What’s more, media and cultural theorists frequently note that media artifacts (including songs) can engender nostalgia for idyllic, prelapsarian periods, even those that “never existed” or “never occurred”—at least, not in the way the nostalgic act recalls and represents them. For example, in her 1999 book The Way We Never Were: American Families And The Nostalgia Trap, author Stephanie Coontz explains how postwar television programming helped reinforce and naturalize hegemonic narratives by projecting a particular (and particularly a-historical) image of the nuclear family, inducing nostalgia for a “simpler time” that, really, never was.
Of course, none of this changes the fact that nostalgia is central to the vaporwave imaginary. Nearly every critical engagement with vaporwave identifies nostalgia as a defining and indispensable component of the genre and its associated aesthetic. Any dissensus around this view, really, seems to concern the nature of the particular nostalgic feeling vaporwave produces. Maybe it’s a “melancholic nostalgia” or a “fusion of nostalgia and grief,”, one that “merges nostalgia with dramatic irony” in a kind of “ironizing nostalgia”, or perhaps a “compensatory nostalgia” or “ersatz nostalgia.”

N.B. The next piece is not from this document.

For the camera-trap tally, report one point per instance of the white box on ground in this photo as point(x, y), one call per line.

Here again, contemporary research on nostalgia itself can be illuminating. Nostalgic thinking, it seems, might be more an act of imagination than memory. And in fact, researchers like De Brigard are building an understanding of nostalgia that aligns it quite nicely with vaporwave’s peculiar temporality. Nostalgic thinking, says De Brigard, involves a certain juxtaposition between “the act of simulating–which is typically negative,” and “the affect elicited by the simulated content, which is typically positive.” Nostalgia (anemoia) involves feeling down when thinking about how you can’t return to a time you (seem to remember you) felt so good. As the vocalist in this track from waterfront dining puts it: “It’s the warm that’s inside when you’re satisfied”—and dissatisfied at the same time.

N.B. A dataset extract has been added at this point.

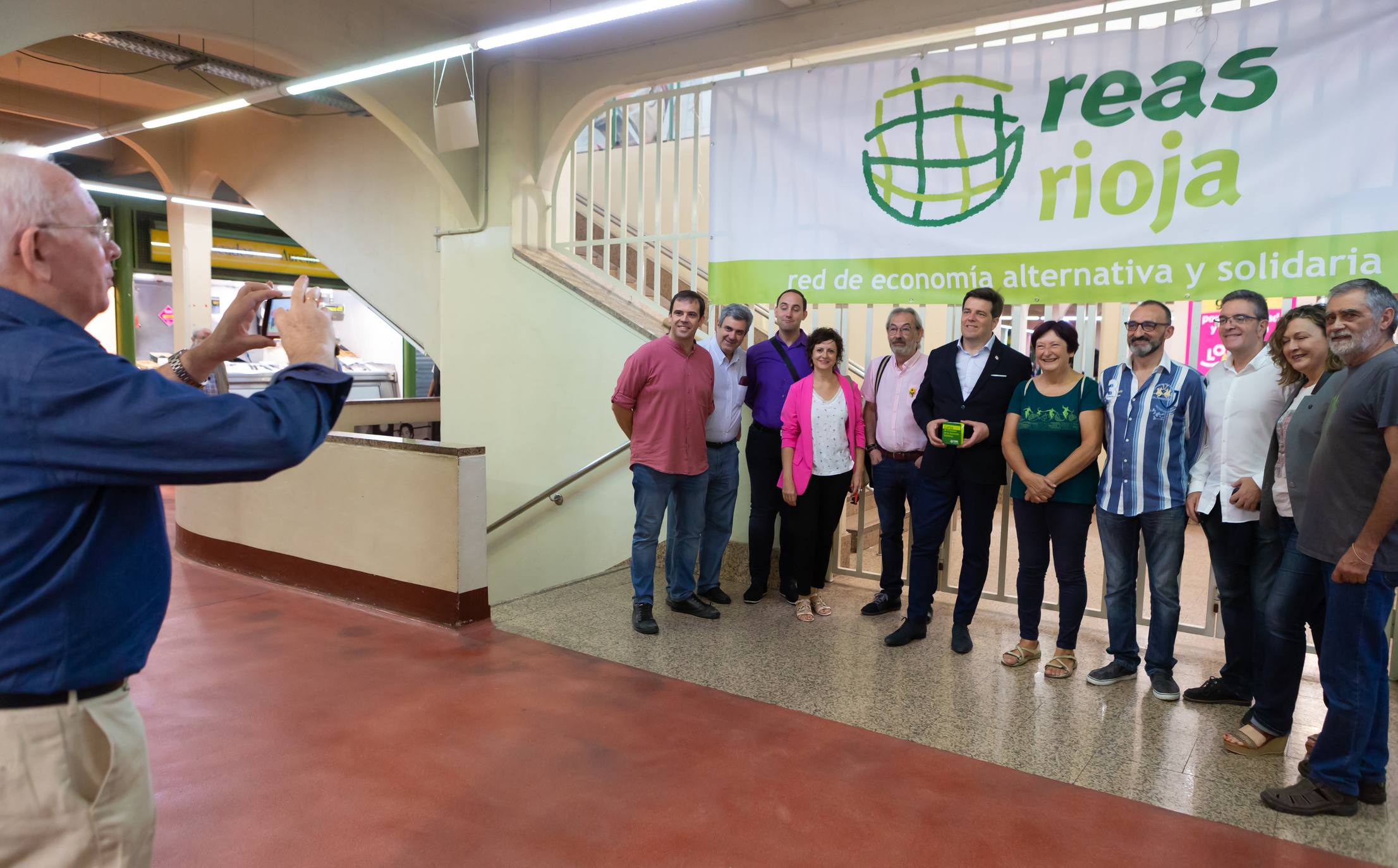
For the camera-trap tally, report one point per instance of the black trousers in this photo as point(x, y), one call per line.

But nostalgia doesn’t necessarily involve a desire to return to the past, De Brigard further explains, but “rather, a motivation to reinstate in the present the properties of the simulated content that, when attended to, make us feel good.” That’s critical, I think, to describing the force of “vaporwave’s affect”—that desire not to return to the late twentieth century but to reproduce late twentieth century aesthetics in the present and revel conspicuously in the irony this act inevitably produces (previously I’ve called this vaporwave’s “future-retroism”).
It’s also key to locating vaporwave’s political impulse. Analyses like Coontz’s underscore the reality that nostalgia is more than a psychological phenomenon; it’s an effect of certain power relations and an intensely political matter. That claim seemed especially relevant just a few years ago, when popular discussion of the film adaptation of Ernest Cline’s novel Ready Player One explored the idea that valorizing certain forms of nostalgia (in this case, nostalgia for the 1980s and 1990s) re-center attendant forms of privilege. Vaporwave’s self-awareness is key to its critical edge, preventing more cynical observers from reducing it to “just another” form of nostalgic longing (even if vaporwave is the product of post-9/11 trauma and provides, as nostalgia can, a coping mechanism for it).
I’m therefore less interested in the question of whether vaporwave generates a unique sense of nostalgia, or whether vaporwave is unique in generating the type of nostalgia it clearly does. The more important question, for me, involves vaporwave’s end: How, specifically, does vaporwave mediate artists’, producers’, and audiences’ relationships to the past and to each other?
And what does it seek to do with the imaginary (and the imaginations) it mobilizes?
Pairs well with: “Memorex” by Smash TV.